[PATCH v15 08/21] KVM: guest_memfd: Allow host to map guest_memfd pages

[Date Prev][Date Next][Thread Prev][Thread Next][Date Index][Thread Index]

 



Introduce the core infrastructure to enable host userspace to mmap()
guest_memfd-backed memory. This is needed for several evolving KVM use
cases:

* Non-CoCo VM backing: Allows VMMs like Firecracker to run guests
  entirely backed by guest_memfd, even for non-CoCo VMs [1]. This
  provides a unified memory management model and simplifies guest memory
  handling.

* Direct map removal for enhanced security: This is an important step
  for direct map removal of guest memory [2]. By allowing host userspace
  to fault in guest_memfd pages directly, we can avoid maintaining host
  kernel direct maps of guest memory. This provides additional hardening
  against Spectre-like transient execution attacks by removing a
  potential attack surface within the kernel.

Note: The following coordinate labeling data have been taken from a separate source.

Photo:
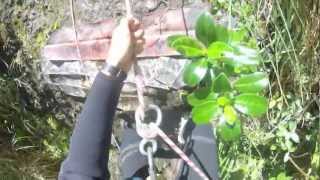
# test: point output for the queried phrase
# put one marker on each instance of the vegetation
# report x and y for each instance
(282, 144)
(219, 57)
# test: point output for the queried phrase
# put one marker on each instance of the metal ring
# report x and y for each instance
(149, 107)
(147, 142)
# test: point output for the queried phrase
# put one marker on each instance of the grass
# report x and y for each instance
(33, 142)
(288, 34)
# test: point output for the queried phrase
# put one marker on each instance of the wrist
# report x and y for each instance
(113, 72)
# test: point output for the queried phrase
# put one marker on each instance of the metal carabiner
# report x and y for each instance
(145, 130)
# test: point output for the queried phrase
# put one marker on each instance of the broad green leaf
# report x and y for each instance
(230, 115)
(205, 112)
(221, 84)
(171, 39)
(187, 46)
(207, 32)
(216, 49)
(223, 101)
(251, 104)
(229, 132)
(201, 96)
(252, 83)
(195, 71)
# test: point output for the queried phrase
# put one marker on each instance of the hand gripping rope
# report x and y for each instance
(148, 132)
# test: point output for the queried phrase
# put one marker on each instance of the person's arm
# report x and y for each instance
(90, 141)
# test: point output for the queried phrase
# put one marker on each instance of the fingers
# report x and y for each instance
(134, 24)
(139, 46)
(139, 34)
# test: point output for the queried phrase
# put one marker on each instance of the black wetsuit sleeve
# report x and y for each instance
(90, 141)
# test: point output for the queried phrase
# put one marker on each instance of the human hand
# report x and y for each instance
(127, 42)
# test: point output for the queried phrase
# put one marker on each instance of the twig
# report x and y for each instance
(75, 29)
(184, 18)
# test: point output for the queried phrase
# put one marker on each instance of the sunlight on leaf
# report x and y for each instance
(221, 84)
(229, 132)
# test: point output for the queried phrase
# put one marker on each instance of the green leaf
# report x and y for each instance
(187, 46)
(221, 84)
(171, 39)
(223, 101)
(205, 112)
(252, 83)
(195, 71)
(230, 115)
(229, 132)
(216, 49)
(251, 104)
(201, 96)
(207, 32)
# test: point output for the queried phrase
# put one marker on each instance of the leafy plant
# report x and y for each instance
(224, 76)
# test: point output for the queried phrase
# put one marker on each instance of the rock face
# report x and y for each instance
(72, 67)
(162, 75)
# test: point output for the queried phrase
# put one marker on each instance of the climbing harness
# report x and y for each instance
(148, 132)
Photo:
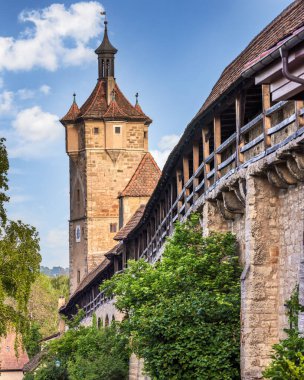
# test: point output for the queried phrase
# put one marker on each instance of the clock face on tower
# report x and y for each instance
(78, 234)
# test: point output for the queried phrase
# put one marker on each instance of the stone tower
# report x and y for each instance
(106, 140)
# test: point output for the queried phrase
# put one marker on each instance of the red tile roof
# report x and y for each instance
(144, 180)
(8, 358)
(114, 112)
(96, 106)
(288, 21)
(72, 114)
(132, 223)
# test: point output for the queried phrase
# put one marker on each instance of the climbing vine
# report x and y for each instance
(183, 314)
(288, 355)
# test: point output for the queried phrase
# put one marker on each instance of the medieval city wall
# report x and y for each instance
(269, 233)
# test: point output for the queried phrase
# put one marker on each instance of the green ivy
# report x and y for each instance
(89, 353)
(288, 355)
(183, 314)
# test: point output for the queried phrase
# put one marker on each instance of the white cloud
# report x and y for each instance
(25, 93)
(19, 198)
(45, 89)
(33, 124)
(165, 144)
(6, 101)
(34, 134)
(57, 238)
(57, 35)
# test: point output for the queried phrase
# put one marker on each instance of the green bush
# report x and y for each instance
(288, 356)
(183, 314)
(86, 353)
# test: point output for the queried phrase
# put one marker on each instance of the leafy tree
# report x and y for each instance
(183, 314)
(43, 302)
(288, 356)
(19, 260)
(31, 339)
(86, 353)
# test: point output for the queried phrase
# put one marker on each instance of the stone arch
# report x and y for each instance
(77, 196)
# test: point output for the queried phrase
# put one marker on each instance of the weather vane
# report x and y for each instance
(104, 13)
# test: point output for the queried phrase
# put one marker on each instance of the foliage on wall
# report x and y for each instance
(288, 355)
(89, 353)
(183, 314)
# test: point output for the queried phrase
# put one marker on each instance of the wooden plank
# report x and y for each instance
(206, 153)
(299, 104)
(253, 143)
(281, 125)
(179, 187)
(239, 118)
(275, 107)
(227, 143)
(252, 123)
(266, 119)
(217, 143)
(195, 165)
(227, 161)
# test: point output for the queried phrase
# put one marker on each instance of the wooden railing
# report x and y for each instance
(194, 188)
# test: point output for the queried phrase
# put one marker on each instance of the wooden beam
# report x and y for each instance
(217, 143)
(179, 187)
(299, 104)
(239, 110)
(206, 153)
(266, 100)
(195, 166)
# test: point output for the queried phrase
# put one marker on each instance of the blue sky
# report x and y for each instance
(170, 51)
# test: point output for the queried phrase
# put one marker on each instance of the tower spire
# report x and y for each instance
(106, 52)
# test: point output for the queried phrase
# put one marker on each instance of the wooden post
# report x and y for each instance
(179, 187)
(124, 257)
(195, 167)
(186, 179)
(266, 119)
(299, 104)
(206, 153)
(239, 110)
(217, 143)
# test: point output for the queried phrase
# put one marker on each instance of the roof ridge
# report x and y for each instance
(116, 85)
(114, 104)
(98, 85)
(214, 94)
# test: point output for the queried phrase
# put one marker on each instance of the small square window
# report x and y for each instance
(113, 227)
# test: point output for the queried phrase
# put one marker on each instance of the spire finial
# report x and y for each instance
(113, 95)
(104, 13)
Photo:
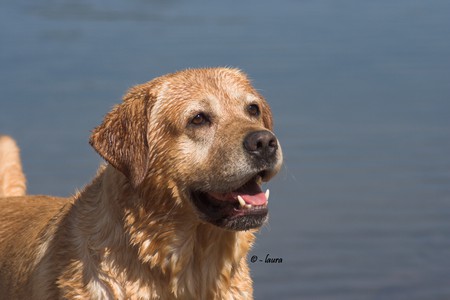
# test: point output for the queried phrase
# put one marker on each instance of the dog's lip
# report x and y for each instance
(248, 199)
(250, 194)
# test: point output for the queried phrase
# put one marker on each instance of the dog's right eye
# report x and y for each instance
(199, 119)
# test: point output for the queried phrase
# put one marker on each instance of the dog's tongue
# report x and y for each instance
(251, 193)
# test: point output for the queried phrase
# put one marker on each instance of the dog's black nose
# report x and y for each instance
(262, 144)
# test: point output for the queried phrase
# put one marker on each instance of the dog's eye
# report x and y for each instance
(253, 110)
(199, 119)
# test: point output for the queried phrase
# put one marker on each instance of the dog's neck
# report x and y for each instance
(161, 239)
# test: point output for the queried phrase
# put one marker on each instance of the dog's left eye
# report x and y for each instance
(199, 119)
(253, 110)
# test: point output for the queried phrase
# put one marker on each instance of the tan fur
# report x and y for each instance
(133, 233)
(12, 179)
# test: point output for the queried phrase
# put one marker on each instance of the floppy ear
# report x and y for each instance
(122, 137)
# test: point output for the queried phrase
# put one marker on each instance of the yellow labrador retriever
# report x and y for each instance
(172, 214)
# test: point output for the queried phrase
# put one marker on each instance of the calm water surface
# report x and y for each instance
(360, 92)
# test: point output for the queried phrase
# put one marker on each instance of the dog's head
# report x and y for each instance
(206, 131)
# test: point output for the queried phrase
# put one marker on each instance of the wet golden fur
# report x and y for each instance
(132, 233)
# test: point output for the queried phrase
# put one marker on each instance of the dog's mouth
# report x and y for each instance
(240, 209)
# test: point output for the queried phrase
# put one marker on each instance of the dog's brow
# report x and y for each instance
(250, 98)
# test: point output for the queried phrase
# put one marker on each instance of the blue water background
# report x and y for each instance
(360, 92)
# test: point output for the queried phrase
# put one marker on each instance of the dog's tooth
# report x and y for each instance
(241, 201)
(267, 195)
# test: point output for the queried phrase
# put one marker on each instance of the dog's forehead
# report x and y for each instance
(190, 90)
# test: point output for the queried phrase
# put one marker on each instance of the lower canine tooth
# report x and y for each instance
(241, 201)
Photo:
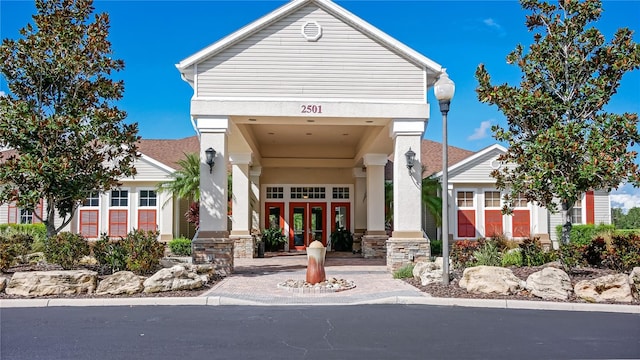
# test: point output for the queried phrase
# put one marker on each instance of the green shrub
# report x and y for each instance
(511, 257)
(583, 234)
(273, 238)
(180, 246)
(404, 272)
(143, 251)
(7, 252)
(533, 254)
(436, 247)
(65, 249)
(571, 255)
(462, 253)
(38, 233)
(488, 254)
(624, 253)
(110, 255)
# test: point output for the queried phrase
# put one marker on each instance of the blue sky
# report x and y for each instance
(152, 36)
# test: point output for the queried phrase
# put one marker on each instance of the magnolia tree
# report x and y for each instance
(59, 117)
(561, 139)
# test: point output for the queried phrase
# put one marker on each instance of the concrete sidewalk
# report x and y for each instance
(255, 282)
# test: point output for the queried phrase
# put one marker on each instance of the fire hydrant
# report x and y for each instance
(315, 266)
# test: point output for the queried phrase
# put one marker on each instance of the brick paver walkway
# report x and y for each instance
(255, 281)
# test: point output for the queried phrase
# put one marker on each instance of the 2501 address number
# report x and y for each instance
(311, 109)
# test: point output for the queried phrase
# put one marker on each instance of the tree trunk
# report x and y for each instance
(566, 226)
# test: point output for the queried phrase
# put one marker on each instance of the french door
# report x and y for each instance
(307, 222)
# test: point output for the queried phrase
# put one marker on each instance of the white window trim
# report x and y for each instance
(128, 190)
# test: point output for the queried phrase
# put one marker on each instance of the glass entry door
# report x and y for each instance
(306, 224)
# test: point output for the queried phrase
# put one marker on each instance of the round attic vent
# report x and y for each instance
(311, 30)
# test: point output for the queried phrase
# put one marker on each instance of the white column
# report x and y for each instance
(407, 183)
(213, 184)
(360, 200)
(375, 193)
(254, 176)
(240, 223)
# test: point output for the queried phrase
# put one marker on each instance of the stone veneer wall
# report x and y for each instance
(244, 247)
(374, 246)
(216, 251)
(401, 252)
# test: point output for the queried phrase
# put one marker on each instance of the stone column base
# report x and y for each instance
(374, 246)
(243, 246)
(404, 251)
(216, 251)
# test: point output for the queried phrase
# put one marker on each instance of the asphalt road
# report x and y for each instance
(296, 332)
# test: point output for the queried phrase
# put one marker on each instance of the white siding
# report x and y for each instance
(147, 170)
(278, 62)
(478, 171)
(601, 207)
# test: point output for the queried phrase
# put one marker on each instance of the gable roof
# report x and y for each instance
(432, 68)
(169, 151)
(431, 158)
(474, 157)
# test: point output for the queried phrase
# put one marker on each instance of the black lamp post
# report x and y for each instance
(211, 154)
(444, 89)
(411, 158)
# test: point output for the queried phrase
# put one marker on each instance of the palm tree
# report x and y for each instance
(185, 183)
(430, 199)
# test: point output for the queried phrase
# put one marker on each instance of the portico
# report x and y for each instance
(305, 106)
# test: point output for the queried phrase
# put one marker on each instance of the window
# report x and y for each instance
(576, 212)
(308, 192)
(118, 223)
(26, 216)
(89, 223)
(92, 199)
(492, 199)
(147, 220)
(465, 198)
(340, 192)
(148, 198)
(520, 201)
(275, 192)
(120, 198)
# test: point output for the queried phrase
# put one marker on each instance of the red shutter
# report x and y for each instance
(89, 223)
(147, 220)
(591, 213)
(117, 223)
(467, 223)
(521, 223)
(38, 211)
(492, 223)
(13, 214)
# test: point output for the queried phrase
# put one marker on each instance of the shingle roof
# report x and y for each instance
(431, 157)
(169, 151)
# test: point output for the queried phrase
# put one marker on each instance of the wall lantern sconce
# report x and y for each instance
(211, 154)
(411, 158)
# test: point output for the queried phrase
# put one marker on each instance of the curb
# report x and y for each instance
(392, 300)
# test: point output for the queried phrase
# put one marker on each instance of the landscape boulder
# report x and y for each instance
(122, 282)
(550, 283)
(3, 283)
(606, 288)
(59, 282)
(634, 281)
(175, 278)
(490, 280)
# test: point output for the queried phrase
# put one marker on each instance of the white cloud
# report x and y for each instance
(481, 132)
(625, 197)
(491, 23)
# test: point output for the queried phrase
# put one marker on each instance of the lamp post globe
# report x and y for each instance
(444, 89)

* Future guest_memfd features: This also lays the groundwork for future
  enhancements to guest_memfd, such as supporting huge pages and
  enabling in-place sharing of guest memory with the host for CoCo
  platforms that permit it [3].

Therefore, enable the basic mmap and fault handling logic within
guest_memfd. However, this functionality is not yet exposed to userspace
and remains inactive until two conditions are met in subsequent patches:

* Kconfig Gate (CONFIG_KVM_GMEM_SUPPORTS_MMAP): A new Kconfig option,
  KVM_GMEM_SUPPORTS_MMAP, that gates this mmap functionality at a system
  level. While the code changes in this patch might seem small, the
  Kconfig option is introduced to explicitly signal the intent to enable
  this new capability and to provide a clear compile-time switch for it.
  It also helps ensure that the necessary architecture-specific glue
  (like kvm_arch_supports_gmem_mmap()) is properly defined.

* Per-instance opt-in (GUEST_MEMFD_FLAG_MMAP): On a per-instance basis,
  this functionality is enabled by the guest_memfd flag
  GUEST_MEMFD_FLAG_MMAP, which will be set in the KVM_CREATE_GUEST_MEMFD
  ioctl. This flag is crucial because when host userspace maps
  guest_memfd pages, KVM must *not* manage the these memory regions in
  the same way it does for traditional KVM memory slots. The presence of
  GUEST_MEMFD_FLAG_MMAP on a guest_memfd instance allows mmap() and
  faulting of guest_memfd memory to host userspace. Additionally, it
  informs KVM to always consume guest faults to this memory from
  guest_memfd, regardless of whether it is a shared or a private fault.
  This opt-in mechanism ensures compatibility and prevents conflicts
  with existing KVM memory management. This is a per-guest_memfd flag
  rather than a per-memslot or per-VM capability because the ability to
  mmap directly applies to the specific guest_memfd object, regardless
  of how it might be used within various memory slots or VMs.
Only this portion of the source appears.